Hay muchos que consideran que el cambio dietético más relevante para el patrón de enfermedades en los países occidentales es el paso de dietas con una alta proporción de alimentos no refinados a dietas con una alta proporción de alimentos refinados. La evidencia de esta afirmación es en gran parte el hecho de que las dietas de las personas que viven en áreas rurales de África consisten principalmente en cereales no refinados ricos en fibra, y es en estas áreas donde la trombosis coronaria y otras enfermedades propias de la opulencia son raras. En Occidente, donde estas enfermedades son comunes, hemos pasado de comer pan integral a comer pan blanco, de modo que nuestra dieta ahora proporciona sustancialmente menos fibra.

Esta idea se basa en la suposición de que los cereales son una parte considerable y “natural” de la dieta humana.

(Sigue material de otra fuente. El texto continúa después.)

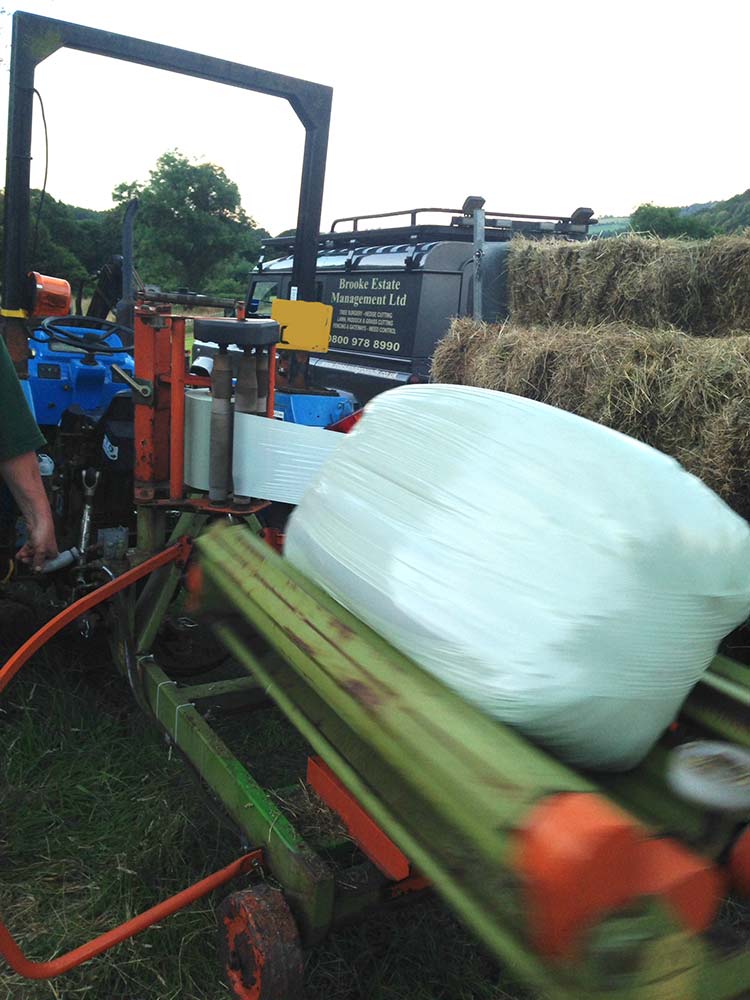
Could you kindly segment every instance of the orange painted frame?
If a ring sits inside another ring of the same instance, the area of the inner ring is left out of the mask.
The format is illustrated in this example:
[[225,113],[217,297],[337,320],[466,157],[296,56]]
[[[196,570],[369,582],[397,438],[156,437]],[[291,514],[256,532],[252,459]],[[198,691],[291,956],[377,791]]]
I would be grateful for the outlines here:
[[376,868],[394,882],[401,882],[409,877],[409,859],[383,833],[320,757],[308,758],[307,783],[341,817],[352,840]]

Se trata, literalmente, de una visión miope: los cereales entraron en nuestra dieta hace menos de 10.000 años, lo que supone aproximadamente la mitad del 1 por ciento del período transcurrido desde que surgimos como especie separada. Antes de esto, durante al menos dos millones de años, nuestros antepasados ​​fueron, como todas las demás especies, cazadores y recolectores de alimentos. El breve período transcurrido desde la aparición de la agricultura, que dio lugar a una dieta que contenía grandes cantidades de alimentos ricos en almidón y fibra, como los cereales, es demasiado corto para que la especie humana se haya adaptado por completo a esa dieta. En otras palabras, ha transcurrido demasiado poco tiempo en términos evolutivos para que se haya producido un cambio genético significativo hacia cualquier adaptación que pudiera haber sido necesaria para tal dieta, y si nuestra dieta actual es más baja en fibra de cereales que la de, digamos, hace unos cien años, entonces la tendencia es hacia el tipo de dieta sin cereales que comían nuestros ancestros preneolíticos.

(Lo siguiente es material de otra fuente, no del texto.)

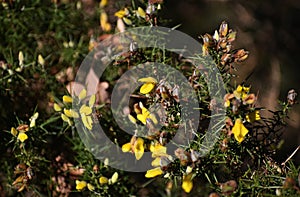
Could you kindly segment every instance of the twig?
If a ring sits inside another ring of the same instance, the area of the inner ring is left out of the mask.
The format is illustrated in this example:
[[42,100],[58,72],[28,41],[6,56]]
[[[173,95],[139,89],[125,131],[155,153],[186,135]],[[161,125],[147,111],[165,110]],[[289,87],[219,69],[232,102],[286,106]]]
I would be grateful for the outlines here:
[[296,148],[296,150],[294,150],[294,152],[285,160],[285,162],[283,162],[281,165],[285,166],[286,162],[288,162],[296,153],[297,151],[300,149],[300,145]]

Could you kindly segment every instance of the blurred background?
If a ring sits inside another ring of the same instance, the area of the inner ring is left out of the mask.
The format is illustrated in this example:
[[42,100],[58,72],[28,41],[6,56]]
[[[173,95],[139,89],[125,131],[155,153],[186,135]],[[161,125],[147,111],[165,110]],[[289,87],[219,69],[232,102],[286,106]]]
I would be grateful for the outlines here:
[[[244,81],[253,72],[246,84],[258,92],[258,106],[275,110],[278,99],[285,100],[290,89],[300,92],[299,0],[166,0],[162,14],[199,41],[200,35],[213,34],[227,21],[237,31],[235,47],[250,51],[249,58],[236,68],[240,75],[236,81]],[[300,145],[299,104],[293,107],[288,123],[281,161]],[[300,151],[293,159],[300,163]]]

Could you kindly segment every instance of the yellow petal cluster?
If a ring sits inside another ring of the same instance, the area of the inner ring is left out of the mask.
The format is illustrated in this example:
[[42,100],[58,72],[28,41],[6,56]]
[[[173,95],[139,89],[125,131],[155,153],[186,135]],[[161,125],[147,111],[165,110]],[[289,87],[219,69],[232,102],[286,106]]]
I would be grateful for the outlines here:
[[238,85],[236,90],[233,91],[233,94],[234,94],[235,98],[244,99],[245,97],[247,97],[249,90],[250,90],[250,87],[244,87],[244,86]]
[[133,152],[136,160],[140,160],[144,155],[144,140],[142,138],[132,137],[131,141],[123,144],[122,146],[123,152]]
[[172,159],[171,156],[167,154],[167,147],[161,145],[160,143],[155,143],[150,145],[150,151],[152,152],[152,157],[155,159],[151,162],[154,169],[150,169],[146,172],[146,178],[152,178],[158,175],[163,174],[162,166],[162,158]]
[[24,142],[25,140],[28,139],[28,135],[25,133],[29,130],[29,126],[26,124],[20,124],[17,129],[15,129],[14,127],[12,127],[10,129],[10,133],[17,137],[18,140],[20,140],[20,142]]
[[158,123],[154,114],[151,114],[143,105],[140,107],[142,109],[142,113],[137,114],[136,116],[139,121],[141,121],[144,125],[147,123],[147,119],[150,119],[154,124]]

Ésta es una de las razones por las que no he aceptado la idea de que la falta de fibra puede ser responsable de las enfermedades asociadas a la opulencia. Una segunda razón es que, como veremos, la evidencia obtenida mediante la comparación de poblaciones (“epidemiología de la población”) puede ser muy engañosa. La gente del África rural o de otras partes del Tercer Mundo vive de manera muy diferente a la de las partes industrializadas y urbanizadas del mundo. No sólo ingerimos menos fibra, sino que también ingerimos más carne, grasa, leche, azúcar y una variedad de otros alimentos; comemos más en total; somos menos activos físicamente, fumamos más cigarrillos y estamos más expuestos a la contaminación industrial.

Por último, los experimentos que han revelado los cambios considerables que el azúcar puede producir en el metabolismo del organismo se han realizado comparando dietas que contenían almidón puro (o harina “refinada”) con dietas que contenían sacarosa pura. Por lo tanto, las numerosas diferencias en los efectos de las dos dietas no podrían deberse a la presencia o ausencia de fibra, sino que deben haber resultado simplemente de la presencia o ausencia de azúcar.